Re: [PATCH 2/3] drm/i915/guc: downgrade some DRM_ERROR() messages to DRM_WARN()

[Date Prev][Date Next][Thread Prev][Thread Next][Date Index][Thread Index]

 



On 12/07/16 10:20, Tvrtko Ursulin wrote:

On 11/07/16 19:01, Dave Gordon wrote:
Where we're going to continue regardless of the problem, rather than
fail, then the message should be a WARNing rather than an ERROR.

Signed-off-by: Dave Gordon <david.s.gordon@xxxxxxxxx>
---
  drivers/gpu/drm/i915/i915_guc_submission.c | 18 +++++++-----------
  1 file changed, 7 insertions(+), 11 deletions(-)

diff --git a/drivers/gpu/drm/i915/i915_guc_submission.c
b/drivers/gpu/drm/i915/i915_guc_submission.c
index 2112e02..e299b64 100644
--- a/drivers/gpu/drm/i915/i915_guc_submission.c
+++ b/drivers/gpu/drm/i915/i915_guc_submission.c
@@ -114,10 +114,8 @@ static int host2guc_action(struct intel_guc *guc,
u32 *data, u32 len)
          if (ret != -ETIMEDOUT)
              ret = -EIO;

-        DRM_ERROR("GUC: host2guc action 0x%X failed. ret=%d "
-                "status=0x%08X response=0x%08X\n",
-                data[0], ret, status,
-                I915_READ(SOFT_SCRATCH(15)));
+        DRM_WARN("Action 0x%X failed; ret=%d status=0x%08X
response=0x%08X\n",
+             data[0], ret, status, I915_READ(SOFT_SCRATCH(15)));

Hm, this does propagate the error code to the callers some which will
act and log the failure. Majority won't though - like suspend/resume
etc. In those cases it feels more like an error than a warning.
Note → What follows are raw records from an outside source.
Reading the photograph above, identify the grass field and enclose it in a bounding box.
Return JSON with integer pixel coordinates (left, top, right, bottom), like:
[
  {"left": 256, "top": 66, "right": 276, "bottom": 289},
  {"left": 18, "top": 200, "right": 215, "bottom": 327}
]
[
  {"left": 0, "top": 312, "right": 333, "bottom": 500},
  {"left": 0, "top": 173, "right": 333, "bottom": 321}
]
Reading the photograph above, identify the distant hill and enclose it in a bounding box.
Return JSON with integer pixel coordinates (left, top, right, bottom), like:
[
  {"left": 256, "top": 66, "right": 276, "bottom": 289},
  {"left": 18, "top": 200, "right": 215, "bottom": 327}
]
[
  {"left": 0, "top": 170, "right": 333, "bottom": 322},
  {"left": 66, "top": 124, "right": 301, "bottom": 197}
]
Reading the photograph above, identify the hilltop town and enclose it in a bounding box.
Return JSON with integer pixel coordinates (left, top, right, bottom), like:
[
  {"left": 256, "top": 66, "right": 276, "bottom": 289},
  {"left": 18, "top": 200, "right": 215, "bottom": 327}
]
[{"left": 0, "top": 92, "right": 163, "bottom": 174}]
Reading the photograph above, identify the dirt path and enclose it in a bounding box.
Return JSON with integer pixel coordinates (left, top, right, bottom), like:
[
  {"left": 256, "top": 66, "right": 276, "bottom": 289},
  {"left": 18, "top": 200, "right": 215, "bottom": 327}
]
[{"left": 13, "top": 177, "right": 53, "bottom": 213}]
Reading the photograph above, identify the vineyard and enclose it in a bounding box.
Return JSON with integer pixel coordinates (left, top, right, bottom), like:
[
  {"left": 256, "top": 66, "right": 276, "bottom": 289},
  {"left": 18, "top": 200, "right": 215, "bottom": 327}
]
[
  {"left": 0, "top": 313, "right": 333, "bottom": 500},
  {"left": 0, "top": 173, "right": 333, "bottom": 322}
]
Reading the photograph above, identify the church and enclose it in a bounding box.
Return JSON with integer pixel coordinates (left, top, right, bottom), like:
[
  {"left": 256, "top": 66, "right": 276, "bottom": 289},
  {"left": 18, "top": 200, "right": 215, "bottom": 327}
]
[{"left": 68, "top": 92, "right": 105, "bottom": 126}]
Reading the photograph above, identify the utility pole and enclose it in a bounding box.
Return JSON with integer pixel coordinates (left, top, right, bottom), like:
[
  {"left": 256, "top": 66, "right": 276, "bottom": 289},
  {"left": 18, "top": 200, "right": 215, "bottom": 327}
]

It's definitely something that shouldn't happen, so we need to log it; and it has to be done at this level because we don't pass enough information back to leave it to the caller. But OTOH this layer doesn't have enough information to determine just how serious a failure is.

So as a compromise the idea is to log a WARNING here, and then the caller can choose to:
1. pass the failure up (until we reach a layer with more context)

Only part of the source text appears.